1.3.9     o                                                                         [GO 122]

j’ai vu mille morts et le seul mort c’est moi  reins raidis sous une

échelle  enneigée    bouche  violacée  sur  le  tapis  soudain  rongé

d’une braise perdant mon corps   perdant la boue et la chaleur

parfois    vous m‘accrochez de votre gaffe dans l’eau

 

mort  j’ai  trempé  dans  tous  les  godets  du  temps  bu ses bières

sous les tables  troqué de sa jeunesse  au bal de la feuille rouge de

l’étamine       dans mes os  de cidre  je sens      vieillir mes herbes

vieillir en poudre les pas plus rares sur ma tête

 

à  quoi  bon  opposer  au  monde  une  morale inchangée   une vie

malléable un courage réticent   et ne lutter jamais que forcé dans

son cœur à quoi bon

 

j’ai été mort de tous temps     j’en ai porté tous les masques

grimaçant s’il fallait    tranquille s’il fallait   sinon   comment

aurais-je su mourir ?

1.3.10   .

 

 

 

 

                                        blanc

 

 

 

1.3.11     o                                                                       [GO 126]
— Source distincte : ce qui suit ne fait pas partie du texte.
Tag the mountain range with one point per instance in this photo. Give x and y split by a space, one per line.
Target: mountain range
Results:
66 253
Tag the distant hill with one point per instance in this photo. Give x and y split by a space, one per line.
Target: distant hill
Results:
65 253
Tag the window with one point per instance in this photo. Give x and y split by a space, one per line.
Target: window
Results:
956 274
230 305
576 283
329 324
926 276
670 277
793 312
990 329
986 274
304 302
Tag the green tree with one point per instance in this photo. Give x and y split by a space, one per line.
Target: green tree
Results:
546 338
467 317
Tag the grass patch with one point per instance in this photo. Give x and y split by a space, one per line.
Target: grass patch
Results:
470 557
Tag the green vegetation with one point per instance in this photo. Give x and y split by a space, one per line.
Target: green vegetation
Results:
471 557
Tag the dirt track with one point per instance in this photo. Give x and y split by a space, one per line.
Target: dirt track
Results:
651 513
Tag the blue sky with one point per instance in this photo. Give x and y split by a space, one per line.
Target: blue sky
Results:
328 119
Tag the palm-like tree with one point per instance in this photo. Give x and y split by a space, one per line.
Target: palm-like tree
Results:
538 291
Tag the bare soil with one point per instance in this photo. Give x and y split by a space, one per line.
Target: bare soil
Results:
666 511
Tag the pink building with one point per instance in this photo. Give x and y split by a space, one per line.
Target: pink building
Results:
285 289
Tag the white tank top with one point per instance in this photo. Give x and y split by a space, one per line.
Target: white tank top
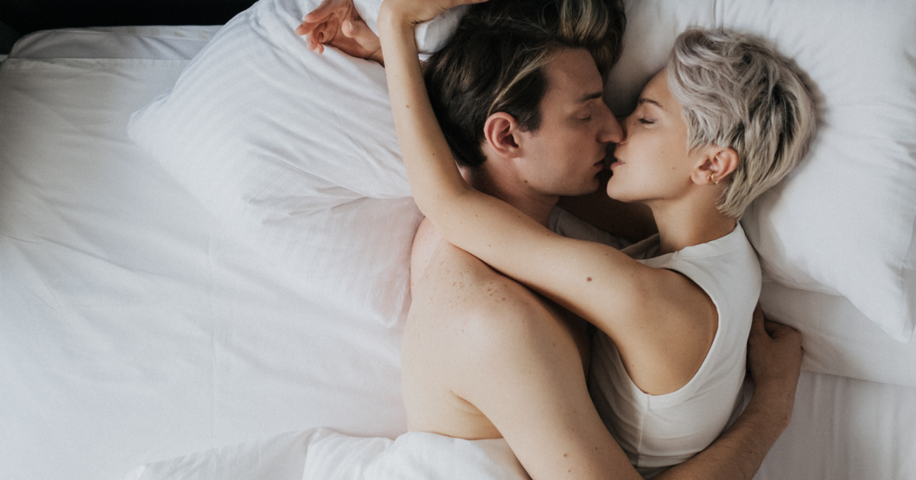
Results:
658 431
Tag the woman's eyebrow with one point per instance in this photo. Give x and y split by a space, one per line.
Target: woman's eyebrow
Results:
590 96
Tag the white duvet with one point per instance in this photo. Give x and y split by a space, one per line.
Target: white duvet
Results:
327 455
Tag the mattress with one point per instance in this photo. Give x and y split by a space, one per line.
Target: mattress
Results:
134 327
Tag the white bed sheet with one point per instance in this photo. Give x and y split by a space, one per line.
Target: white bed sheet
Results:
134 328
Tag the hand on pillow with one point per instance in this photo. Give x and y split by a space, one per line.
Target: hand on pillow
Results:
338 24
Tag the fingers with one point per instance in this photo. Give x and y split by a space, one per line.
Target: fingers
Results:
326 9
359 31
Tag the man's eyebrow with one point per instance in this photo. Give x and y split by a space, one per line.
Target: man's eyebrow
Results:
643 100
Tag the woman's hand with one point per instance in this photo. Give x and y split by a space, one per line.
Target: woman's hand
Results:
338 24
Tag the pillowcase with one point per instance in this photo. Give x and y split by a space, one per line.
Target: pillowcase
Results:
842 223
296 154
266 134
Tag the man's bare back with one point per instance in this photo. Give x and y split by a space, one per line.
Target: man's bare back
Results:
463 313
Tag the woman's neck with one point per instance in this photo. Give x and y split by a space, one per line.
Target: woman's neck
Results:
683 225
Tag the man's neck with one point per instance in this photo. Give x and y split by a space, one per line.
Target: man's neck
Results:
537 206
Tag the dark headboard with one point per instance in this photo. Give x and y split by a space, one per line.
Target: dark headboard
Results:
26 16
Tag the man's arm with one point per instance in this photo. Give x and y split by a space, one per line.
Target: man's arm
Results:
774 361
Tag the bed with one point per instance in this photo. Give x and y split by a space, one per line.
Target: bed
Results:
205 234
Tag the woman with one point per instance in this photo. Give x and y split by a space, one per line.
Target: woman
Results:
723 122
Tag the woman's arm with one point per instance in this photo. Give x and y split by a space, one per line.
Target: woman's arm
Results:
594 281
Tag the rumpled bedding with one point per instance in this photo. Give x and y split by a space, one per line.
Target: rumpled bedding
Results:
323 454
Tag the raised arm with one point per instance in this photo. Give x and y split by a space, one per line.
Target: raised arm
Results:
588 279
337 23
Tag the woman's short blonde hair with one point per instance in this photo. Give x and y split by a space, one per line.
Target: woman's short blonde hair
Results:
737 92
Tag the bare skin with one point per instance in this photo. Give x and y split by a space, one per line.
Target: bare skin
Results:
485 357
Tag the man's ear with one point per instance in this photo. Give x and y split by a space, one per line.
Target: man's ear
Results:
715 164
501 134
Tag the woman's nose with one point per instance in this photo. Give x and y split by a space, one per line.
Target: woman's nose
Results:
612 132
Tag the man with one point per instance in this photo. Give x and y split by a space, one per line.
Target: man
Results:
483 356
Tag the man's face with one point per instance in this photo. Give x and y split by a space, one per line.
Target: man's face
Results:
564 155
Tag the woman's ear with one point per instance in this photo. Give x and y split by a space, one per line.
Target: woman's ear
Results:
716 164
501 135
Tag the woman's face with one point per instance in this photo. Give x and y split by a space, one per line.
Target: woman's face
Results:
652 162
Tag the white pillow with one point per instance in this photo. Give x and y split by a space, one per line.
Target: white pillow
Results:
263 131
843 222
296 153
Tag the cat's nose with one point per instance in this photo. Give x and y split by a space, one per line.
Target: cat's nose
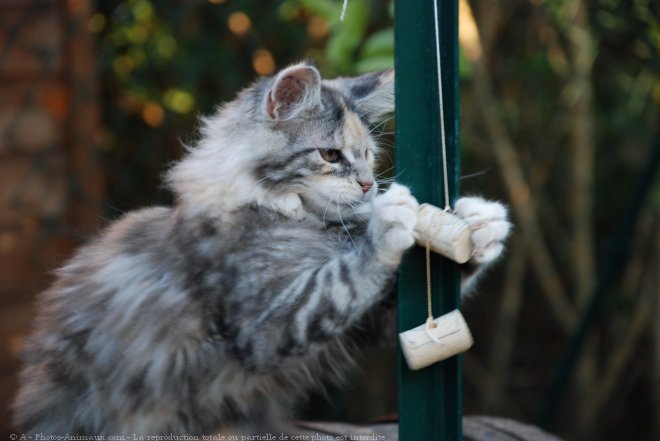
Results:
365 185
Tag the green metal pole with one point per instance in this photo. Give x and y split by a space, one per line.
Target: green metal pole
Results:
429 399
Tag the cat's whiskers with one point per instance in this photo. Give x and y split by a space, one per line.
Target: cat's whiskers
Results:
354 206
346 228
323 219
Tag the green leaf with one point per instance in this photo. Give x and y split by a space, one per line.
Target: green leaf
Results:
375 63
381 43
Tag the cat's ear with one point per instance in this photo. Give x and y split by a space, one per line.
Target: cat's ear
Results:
373 93
295 89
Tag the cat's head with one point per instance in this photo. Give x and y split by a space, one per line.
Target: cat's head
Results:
292 141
le ciel joint a mouvement    et les ans  ont mouvement sur l’échi-

quier les tours déjà bougées  ce que les yeux ne saisiront qu’avec

retard capables du guet continu des signes jamais

 

car  la  moins  diamant  des  couleurs  quand   elle goutte comme

ivresse d’acide sur la craie    c’est le bond des étoiles perçu avec

fol retard    un coup d’aurore crié qui défoncera le noir

 

ainsi de l’âge  avec  plus là sans recours  sans l’illusion de matins

qui  s’aperçoivent  sur la  spirale  ou  deux saisons de même  nom

que nous disons se ressembler

 

  l’ombre qui va droit  qui nous engouffre  les yeux encore chauds

du  soleil    nous  entrons  dans l a zone  du  soir  vécu    sous  nos

paupières persistent les vagues colorées

1.3.12    .                                                                    [GO 132]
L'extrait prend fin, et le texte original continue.